Deflation hits Japan ... again

The economy may be growing and consumers more confident, but prices are on the way down once more.

It's official. After months of avoiding the issue, Japan's government yesterday admitted that deflation is once again casting its long shadow over the land of the rising sun.

The monthly report from Tokyo's Ministry of Finance is blunt in its assessment. "Recent price developments show that the Japanese economy is in a mild deflationary phase," it says starkly, before calling on the Bank of Japan to implement "appropriate and flexible monetary policy" to help fix the problem.

Deflation is an emotive subject in a country that only recently clawed its way out of the last so-called "lost decade" of stagnation which followed the 1989 asset bubble collapse. A degree of deflation is no surprise following a period of recession: a newly contracted economy leaves a surplus of supply, pushing down prices. The danger for Japan is that its 10-year history of deflation creates a psychological expectation that in turn leads to a self-fulfilling – and highly destructive – deflationary spiral. An even greater worry is what will happen when fiscal stimulus measures run out next year and the current uplift in economies around the world begins to flatten out.

In that concern, Japan is not alone, and the most bearish see a threat of widespread deflation. The UK, for example, has a 10 to 15 per cent probability of economic stagnation, according to estimates from BNP Paribas. Alan Clarke, an economist at the bank, said: "There is a risk of the UK, eurozone and US economies becoming the next Japan. There is lots of spare capacity, and until these economies have grown enough to close the gap there will be downward pressure on prices."

In Japan, it is already happening. As Tokyo admitted yesterday, deflation has haunted the country since the spring and is now worsening faster even than in the years after the bursting of the 1989 asset bubble. Core CPI – which excludes fresh food – was running at minus 0.1 per cent in March. By June it was minus 1.7 per cent. Now it is between minus 2.2 and minus 2.4 per cent. But CPI is not all there is, and real deflation is typically taken to include falls in the nominal value of all kinds of assets, not just consumer prices.

The picture is not wholly bleak. Japan is well out of recession, and has now registered two quarters of GDP growth – with this week's third-quarter 1.2 per cent growth figure beating expectations. Exports have been doing particularly well, thanks to the upswing in Asian growth, especially in nearby China. Add in falling unemployment rates and it is easy to explain the increase in consumer confidence that more bullish commentators say is worth any number of official statistics. Julian Jessop, chief international economist at Capital Economics, said: "Throughout the latest burst of deflation, ordinary Japanese people have still expected inflation to remain positive, and that is more important than any numbers."

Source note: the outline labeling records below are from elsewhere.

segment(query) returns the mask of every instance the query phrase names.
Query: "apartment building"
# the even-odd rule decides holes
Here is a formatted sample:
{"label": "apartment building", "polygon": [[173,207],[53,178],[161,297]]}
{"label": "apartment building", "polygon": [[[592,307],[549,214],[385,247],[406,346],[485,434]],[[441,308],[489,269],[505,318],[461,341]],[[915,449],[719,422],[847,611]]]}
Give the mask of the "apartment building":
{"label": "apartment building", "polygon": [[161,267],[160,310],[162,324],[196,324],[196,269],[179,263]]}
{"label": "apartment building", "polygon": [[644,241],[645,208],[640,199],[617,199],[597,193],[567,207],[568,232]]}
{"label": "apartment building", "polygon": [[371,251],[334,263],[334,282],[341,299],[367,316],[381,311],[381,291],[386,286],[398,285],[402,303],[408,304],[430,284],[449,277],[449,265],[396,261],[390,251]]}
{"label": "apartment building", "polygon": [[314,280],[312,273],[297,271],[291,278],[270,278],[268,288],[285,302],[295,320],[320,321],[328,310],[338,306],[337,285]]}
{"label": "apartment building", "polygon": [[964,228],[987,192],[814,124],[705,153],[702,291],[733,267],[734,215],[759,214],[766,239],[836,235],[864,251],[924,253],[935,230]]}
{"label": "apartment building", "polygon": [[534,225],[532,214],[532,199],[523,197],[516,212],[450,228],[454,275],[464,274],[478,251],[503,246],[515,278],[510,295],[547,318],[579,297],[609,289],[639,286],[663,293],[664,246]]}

But the spectre of unavoidable fiscal tightening looms large and Japan already has its share of negative numbers within the GDP headlines. Wages, land and property prices are all falling. The Nikkei and Topix are both underperforming. And although corporate profits are improving thanks to rising exports, there is so much excess capacity in the economy that they are not translating into investment. Adam Slater, a senior economist at Oxford Economics, said: "If the world economy continues to recover, then capacity utilisation will go up, profits will rise, investment will re-start and there will be growth. But the big questions are how long that will take, and if it will relapse when public-sector incentive schemes come to an end."

The issue of how to smooth the withdrawal of fiscal stimulae is crucial to the timing of the Japanese government statement on deflation. So far, the authorities' response to the recession has been overwhelmingly fiscal. The string of government-funded incentive schemes will add up to around 2.4 per cent of GDP this year – far higher than the G7 average. Meanwhile, monetary policy responses have been muted.

Since August 2008, the UK has increased its monetary base by 144 per cent of GDP through the quantitative easing programme. In the US, the monetary base has grown by 137 per cent, in the eurozone by 20 per cent. In Japan, meanwhile, it has grown by just 5 per cent.

The problem for Tokyo is that it cannot afford much more fiscal intervention. The budget deficit is set to rise above 10 per cent of GDP within months, and the debt-to-GDP ratio is expected to breach the 200 per cent mark by 2012 – the highest level in the industrialised world. What Tokyo wants from its central bank is a more active monetary policy, because it can do little more itself.